What Is a Safety Case?
A safety case is a structured argument — supported by evidence — that a
system will behave safely under defined conditions. For AI agents, it
answers: Why should we believe this agent will actually follow its
declared goals? Written goals without safety cases are incomplete.
Safety cases without enforcement infrastructure are aspirational.
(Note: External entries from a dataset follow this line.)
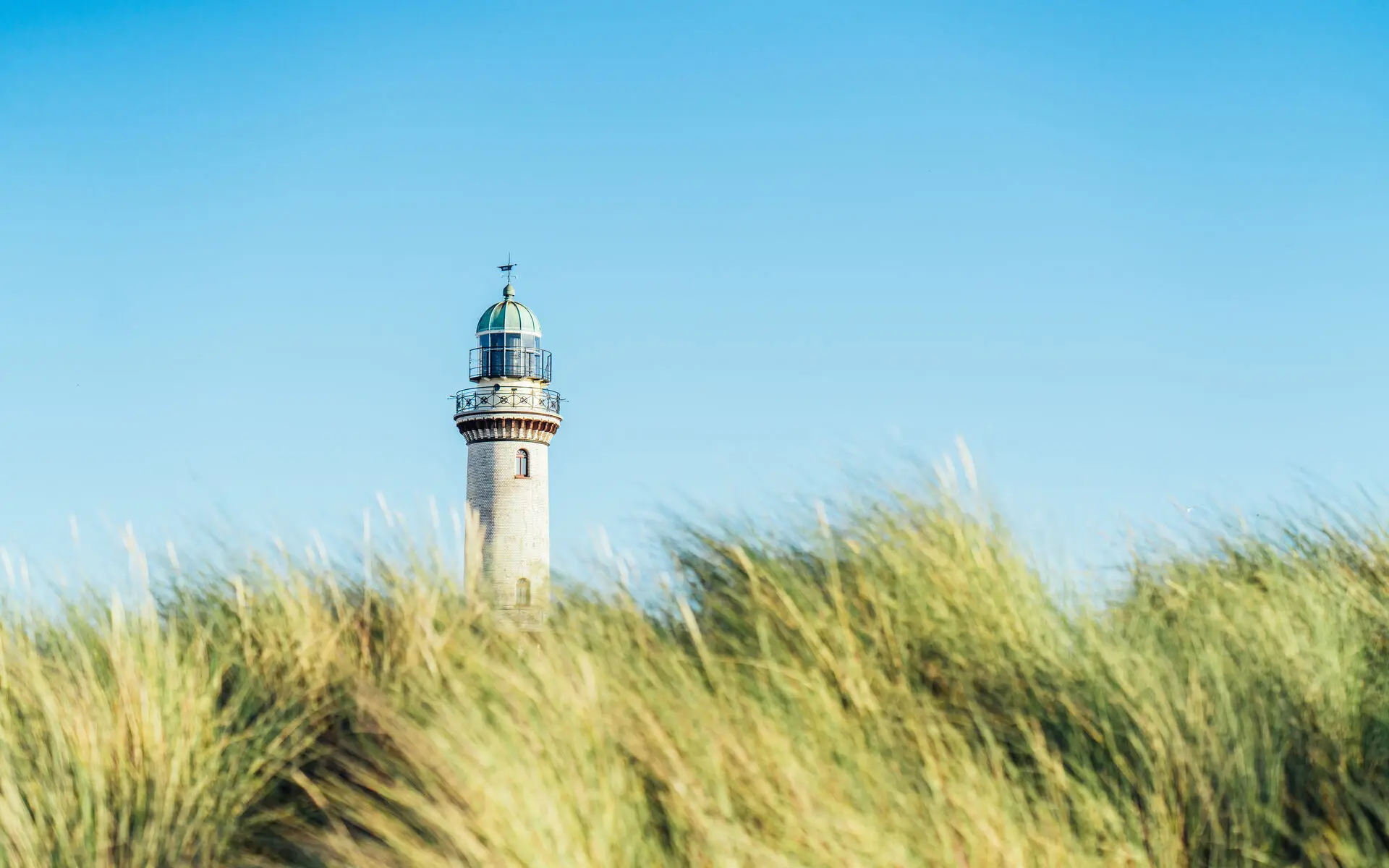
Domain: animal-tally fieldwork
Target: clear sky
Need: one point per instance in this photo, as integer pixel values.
(1134, 253)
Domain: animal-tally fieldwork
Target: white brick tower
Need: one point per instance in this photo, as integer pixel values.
(509, 420)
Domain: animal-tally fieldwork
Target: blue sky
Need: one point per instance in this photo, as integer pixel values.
(1132, 253)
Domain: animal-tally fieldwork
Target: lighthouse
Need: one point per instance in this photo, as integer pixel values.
(509, 418)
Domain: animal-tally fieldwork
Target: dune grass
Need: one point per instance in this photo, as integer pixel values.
(893, 688)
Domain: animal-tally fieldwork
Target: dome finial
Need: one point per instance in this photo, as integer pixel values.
(506, 270)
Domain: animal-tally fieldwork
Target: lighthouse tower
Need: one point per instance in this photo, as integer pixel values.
(509, 418)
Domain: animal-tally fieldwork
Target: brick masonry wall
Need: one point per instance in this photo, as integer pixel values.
(514, 517)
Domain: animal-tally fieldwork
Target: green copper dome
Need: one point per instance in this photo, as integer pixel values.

HAIEF
provides both.
---
## How to Use This Template
1. **Fork or copy** this template for your agent
2. **Complete all 10 sections** — incomplete safety cases are not valid
3. **Submit for community review** via [GitHub Discussions](https://github.com/NeuroLift-Technologies/haief/discussions)
4. **Link your safety case** from your agent's repository README
5. **Update on every major release** — a stale safety case is a governance failure
This template is compatible with the
[Solidarity Framework](/haief/solidarity-framework/) and the
[Provenance](https://github.com/NeuroLift-Technologies/haief/blob/main/specs/provenance.md),
[Identity Integrity](https://github.com/NeuroLift-Technologies/haief/blob/main/specs/identity-integrity.md),
and
[Handoff Rules](https://github.com/NeuroLift-Technologies/haief/blob/main/specs/handoff-rules.md)
specifications.
---
## Section 1 — Declared Purpose
> *What is this AI agent for? Who does it serve? What does it explicitly not do?*
**Agent Name:**
**Version:**
**Maintainer:**
**Date:**
**Purpose statement:**
[One paragraph. Plain language. Specific.]
**Explicit non-uses:**
[What this agent must never be used for, even if technically capable.]
---
## Section 2 — Public Goal Specification
> *What goals, rules, and boundaries govern this agent? If you cannot write
> these down, you cannot claim the agent is governed.*
**Primary goals:**
**Behavioral boundaries:**
**Conflict resolution rule:**
[When goals conflict, which takes precedence and why?]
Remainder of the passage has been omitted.